With campus food provider Aramark’s contract expiry date looming, administrators are scrambling to find out what students want to eat and how the university can serve it up on a shrinking budget.
Trent students showed their dissatisfaction by giving Aramark’s food services a “D” grade in the Globe and Mail’s 2011 Canadian Universities Report. Complaints about campus dining range from a lack of local food to limited dining hall hours, Laura Storey, Director of Housing Services, told Arthur.
As the University’s contract with Aramark gets set to expire in 2013 after 15 years, administrators now must put together a request for proposal, detailing what Trent wants from a food services provider. The contract to provide Trent’s food services for the next 10 years will then be opened to the marketplace for bidding.
Storey acknowledged the low level of satisfaction with Aramark’s services among students, adding, “we want to put into process some steps to move forward in the right direction, so helping us with our rankings, but more importantly helping with student satisfaction on campus.”
While Aramark conducts regular surveys to gauge student satisfaction with its services, the University’s review process is less organized. One thing Storey wants to do is work “constant review” of food services into the University’s processes.
“I’m hoping that we can consider a different way of evaluating and assessing what we’re doing in order to help students really get what they’re looking for and getting what they’re paying for,” Storey said.
Feedback from students, faculty, staff, and campus guests is already being sought to help decide what Trent Food Services will look like after 2013. Invitation-only focus groups took place in mid-November, an online survey was released last week, and interviews are to be organized in the near future. Input from the College and Student Services Committee (CASSC) is also being sought.

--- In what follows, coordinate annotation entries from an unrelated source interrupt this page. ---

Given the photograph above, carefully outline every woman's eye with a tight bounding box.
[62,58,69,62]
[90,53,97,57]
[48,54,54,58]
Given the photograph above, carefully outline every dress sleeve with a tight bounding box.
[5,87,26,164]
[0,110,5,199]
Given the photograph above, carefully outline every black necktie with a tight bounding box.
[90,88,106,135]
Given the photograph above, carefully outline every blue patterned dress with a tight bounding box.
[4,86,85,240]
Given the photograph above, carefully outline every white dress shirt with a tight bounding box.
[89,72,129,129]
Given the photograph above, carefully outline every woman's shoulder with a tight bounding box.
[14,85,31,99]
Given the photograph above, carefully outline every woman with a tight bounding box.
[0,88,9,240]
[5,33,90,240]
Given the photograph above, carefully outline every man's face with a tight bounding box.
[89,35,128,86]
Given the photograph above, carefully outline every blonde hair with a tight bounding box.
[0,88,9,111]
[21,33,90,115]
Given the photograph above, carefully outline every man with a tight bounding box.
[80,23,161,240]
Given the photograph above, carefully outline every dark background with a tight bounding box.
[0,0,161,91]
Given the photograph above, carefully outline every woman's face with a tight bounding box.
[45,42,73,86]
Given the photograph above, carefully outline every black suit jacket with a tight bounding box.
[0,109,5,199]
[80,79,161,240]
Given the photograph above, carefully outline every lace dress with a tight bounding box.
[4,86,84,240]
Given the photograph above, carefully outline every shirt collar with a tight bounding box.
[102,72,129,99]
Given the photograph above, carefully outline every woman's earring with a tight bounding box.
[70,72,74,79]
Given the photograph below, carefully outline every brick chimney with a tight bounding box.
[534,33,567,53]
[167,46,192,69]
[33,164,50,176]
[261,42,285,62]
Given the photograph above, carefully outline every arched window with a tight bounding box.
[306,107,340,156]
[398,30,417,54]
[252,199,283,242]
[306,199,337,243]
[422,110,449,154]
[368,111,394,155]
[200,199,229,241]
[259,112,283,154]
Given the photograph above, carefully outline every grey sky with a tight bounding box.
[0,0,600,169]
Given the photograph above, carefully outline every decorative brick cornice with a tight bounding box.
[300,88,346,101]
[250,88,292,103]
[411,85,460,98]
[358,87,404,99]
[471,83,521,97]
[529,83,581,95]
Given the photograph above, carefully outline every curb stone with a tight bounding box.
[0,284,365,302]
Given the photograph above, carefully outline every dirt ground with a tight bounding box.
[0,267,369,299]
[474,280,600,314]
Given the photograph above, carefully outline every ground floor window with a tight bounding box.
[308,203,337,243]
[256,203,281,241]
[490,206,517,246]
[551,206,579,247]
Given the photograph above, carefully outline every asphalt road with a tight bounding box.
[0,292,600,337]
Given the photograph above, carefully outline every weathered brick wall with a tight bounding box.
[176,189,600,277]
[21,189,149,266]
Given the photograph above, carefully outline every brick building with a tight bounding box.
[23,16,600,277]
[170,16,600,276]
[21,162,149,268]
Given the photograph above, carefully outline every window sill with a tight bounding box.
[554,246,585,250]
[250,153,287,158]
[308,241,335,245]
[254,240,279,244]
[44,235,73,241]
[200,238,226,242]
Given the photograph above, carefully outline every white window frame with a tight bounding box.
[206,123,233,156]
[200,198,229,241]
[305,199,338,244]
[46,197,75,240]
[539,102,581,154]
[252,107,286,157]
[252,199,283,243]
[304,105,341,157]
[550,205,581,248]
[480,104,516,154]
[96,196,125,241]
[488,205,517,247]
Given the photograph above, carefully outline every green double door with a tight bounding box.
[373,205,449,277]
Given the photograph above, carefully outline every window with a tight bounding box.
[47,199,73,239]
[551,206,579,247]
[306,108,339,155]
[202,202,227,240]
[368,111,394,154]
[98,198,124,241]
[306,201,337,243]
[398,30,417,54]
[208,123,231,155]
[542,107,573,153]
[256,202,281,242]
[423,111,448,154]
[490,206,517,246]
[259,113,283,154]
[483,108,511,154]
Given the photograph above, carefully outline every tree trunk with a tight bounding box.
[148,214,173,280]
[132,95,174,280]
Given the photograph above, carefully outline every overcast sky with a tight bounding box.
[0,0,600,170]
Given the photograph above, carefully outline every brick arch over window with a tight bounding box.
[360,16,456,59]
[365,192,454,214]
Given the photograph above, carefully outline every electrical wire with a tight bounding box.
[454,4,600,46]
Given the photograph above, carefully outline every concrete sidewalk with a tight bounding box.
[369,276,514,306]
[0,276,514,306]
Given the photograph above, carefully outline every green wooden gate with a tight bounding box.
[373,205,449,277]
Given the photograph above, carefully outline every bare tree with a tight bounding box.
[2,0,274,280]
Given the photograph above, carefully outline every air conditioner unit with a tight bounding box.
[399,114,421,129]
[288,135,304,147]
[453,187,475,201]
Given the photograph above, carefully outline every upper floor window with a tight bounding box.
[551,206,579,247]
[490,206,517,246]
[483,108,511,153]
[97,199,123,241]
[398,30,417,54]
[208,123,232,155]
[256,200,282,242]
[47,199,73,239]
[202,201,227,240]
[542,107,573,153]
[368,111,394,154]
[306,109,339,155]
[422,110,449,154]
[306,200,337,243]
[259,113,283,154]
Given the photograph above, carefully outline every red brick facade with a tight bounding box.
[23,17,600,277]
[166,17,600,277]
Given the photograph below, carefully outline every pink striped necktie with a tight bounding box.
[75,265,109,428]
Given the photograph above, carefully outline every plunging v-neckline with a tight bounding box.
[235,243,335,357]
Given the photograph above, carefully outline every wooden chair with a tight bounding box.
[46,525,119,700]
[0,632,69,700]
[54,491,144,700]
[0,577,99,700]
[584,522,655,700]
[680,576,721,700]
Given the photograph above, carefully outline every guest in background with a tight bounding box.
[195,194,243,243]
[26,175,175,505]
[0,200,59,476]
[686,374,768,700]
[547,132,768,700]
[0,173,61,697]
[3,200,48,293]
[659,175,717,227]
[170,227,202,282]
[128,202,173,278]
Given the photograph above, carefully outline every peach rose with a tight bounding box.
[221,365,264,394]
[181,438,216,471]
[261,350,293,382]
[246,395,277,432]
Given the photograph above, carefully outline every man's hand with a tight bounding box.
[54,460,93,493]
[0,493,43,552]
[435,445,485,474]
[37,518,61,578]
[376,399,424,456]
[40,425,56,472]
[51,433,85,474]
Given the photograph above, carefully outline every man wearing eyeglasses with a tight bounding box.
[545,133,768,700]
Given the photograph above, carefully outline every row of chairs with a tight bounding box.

Exactly what the university is looking for will be determined in the consultation process, Storey said. But she noted that she’s going into the process with two principles in mind: fiscal and environmental sustainability.
Consultant group fsStrategy is being paid $60,000 to conduct the consultations and make recommendations about how to run Trent’s food services.
fsStrategy president Geoff Wilson’s is an “active member” of the Canadian Association of Foodservice Professionals (CAFP), which counts Aramark as a “platinum sponsor” on its website. Storey does not see this as a conflict of interest. In her view, CAFP is merely “an organization that helps bring [food service professionals] together to help figure out best practices and to have conferences.” CAFP grants Certified Food Executive (CFE) designations. Storey said that no member seeks financial gain from involvement with the organization.
At least one student will sit on a committee that will help draft the request for proposal and evaluate the bids.
Storey could not say whether longstanding complaints about the Aramark contract—such as restrictions on potlucks on campus, limits on where the Seasoned Spoon can cater, and a lack of local food—would be up for consideration. She insisted that consultations with University community members will determine what the “top issues” are and what gets reviewed.
There may be more room under the new contract for a variety of food service providers. Under the current contract, Aramark provides food services in all four campus dining halls. Storey maintained that “no decisions have been made” but that if there was a workable proposal for more than one provider to dish out meals in its dining halls, the University would reserve the right to allow that to happen.
Other Canadian universities like the University of Toronto, Mount Allison University and the University of Winnipeg have made headlines in recent years for providing local food on their campuses. In 2006, Mount Allison University included a local, organic and environmental clause in its request for proposal when it was seeking a new food service provider. Through the life of that University’s contract with Aramark, the local food requirement will slowly increase from an initial 33 per cent to 50 per cent.
Storey said that if Trent wanted to go in that direction, she would like to see it come from University policy. “I would love it if it was the direction of the University that was driving the proposal rather than the proposal driving what we do on campus,” she stated.